When Reid is deciding on a play to call during a game, the laminated sheet he’s consulting doesn’t list all the plays in the team’s voluminous playbook. Instead, it is a list of plays that has been chosen for specific situations against the particular defense the Chiefs are facing that day — plays the offense has practiced in that context.
Creating that list requires many hours of film study and creative thinking — all of which is Bieniemy’s responsibility.
How do we know this? Because his former assistant coaches say so. Listen to his former assistant Ron Rivera, who told Sports Illustrated’s Albert Breer what it was like to coach under Reid:
“One of the things you gotta give Andy credit for is the way he does things. It’s almost like it’s right out of Bill Walsh’s book, Finding the Winning Edge. When I was first with Andy, he encouraged me to go get it, so I read the book. And by reading the book, one of the things I learned off it was that everything we did with Andy was in the book. So I started seeing why—in the book, there are great explanations of why Bill Walsh did everything that he did. He trusts you. So by empowering you and giving you trust, you really do feel like, ‘Wow, this is mine, he’s given us an opportunity to take a true stake in what we do.’”
But Rivera also said that Reid believes that if his coaches don’t ultimately live up to their responsibilities, it’s his failure, too.

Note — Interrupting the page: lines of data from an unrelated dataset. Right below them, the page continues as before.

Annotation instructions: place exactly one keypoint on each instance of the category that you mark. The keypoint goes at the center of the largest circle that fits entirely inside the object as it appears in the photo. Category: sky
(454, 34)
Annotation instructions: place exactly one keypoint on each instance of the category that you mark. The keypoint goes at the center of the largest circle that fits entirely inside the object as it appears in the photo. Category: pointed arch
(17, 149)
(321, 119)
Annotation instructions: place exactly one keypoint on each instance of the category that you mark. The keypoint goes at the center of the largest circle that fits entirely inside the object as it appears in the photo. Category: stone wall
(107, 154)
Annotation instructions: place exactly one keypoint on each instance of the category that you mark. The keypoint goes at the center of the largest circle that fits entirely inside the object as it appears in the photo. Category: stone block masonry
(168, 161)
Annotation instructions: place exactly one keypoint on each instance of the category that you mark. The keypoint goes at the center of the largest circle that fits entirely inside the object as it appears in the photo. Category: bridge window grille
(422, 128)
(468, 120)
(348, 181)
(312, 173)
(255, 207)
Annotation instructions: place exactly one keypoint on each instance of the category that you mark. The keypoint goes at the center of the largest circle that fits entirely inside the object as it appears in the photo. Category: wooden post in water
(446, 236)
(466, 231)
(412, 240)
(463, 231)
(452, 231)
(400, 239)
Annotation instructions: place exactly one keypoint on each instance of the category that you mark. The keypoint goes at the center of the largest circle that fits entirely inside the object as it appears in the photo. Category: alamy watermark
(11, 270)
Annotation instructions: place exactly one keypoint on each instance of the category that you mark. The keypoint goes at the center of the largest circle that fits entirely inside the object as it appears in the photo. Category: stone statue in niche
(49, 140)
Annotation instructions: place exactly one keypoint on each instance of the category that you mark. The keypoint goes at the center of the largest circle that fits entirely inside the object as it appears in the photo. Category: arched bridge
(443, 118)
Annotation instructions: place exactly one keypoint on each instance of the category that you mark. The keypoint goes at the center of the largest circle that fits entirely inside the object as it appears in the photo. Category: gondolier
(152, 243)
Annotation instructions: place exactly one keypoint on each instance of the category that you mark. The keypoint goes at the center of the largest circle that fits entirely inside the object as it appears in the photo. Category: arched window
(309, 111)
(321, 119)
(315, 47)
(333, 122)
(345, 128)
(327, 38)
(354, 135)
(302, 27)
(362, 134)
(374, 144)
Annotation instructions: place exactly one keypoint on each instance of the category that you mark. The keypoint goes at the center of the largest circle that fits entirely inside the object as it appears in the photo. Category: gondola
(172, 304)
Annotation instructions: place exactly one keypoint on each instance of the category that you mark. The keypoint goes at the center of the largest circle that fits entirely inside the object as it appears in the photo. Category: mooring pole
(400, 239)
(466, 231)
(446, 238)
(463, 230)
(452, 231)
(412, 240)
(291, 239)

“I remember asking Andy, ‘You know, you never fire anybody. Why?’ He said, ‘Ron, two things. First of all, I hired you. If I think something’s not going well, I’m gonna work with you, I’m gonna train you and give you every opportunity to succeed. If I don’t do that, it’s on me, it’s my fault.’ So he gave us this book on teaching, it’s a little book on teaching. And in it, there are little things about the progression of learning, the progression of teaching, you teach everything from the core, from the base. Like a tree, everything grows up, you’ve got a firm foundation and then it branches out. That’s how I look at coaching, from having read that book.”
Fortunately for the Chiefs, Bieniemy will spend another year as the team’s offensive coordinator. And for his sake, we can hope that Reid will continue to help him find a way to become the head coach teacher for another team — and continue to extend his mentor’s influence over the sport both men love.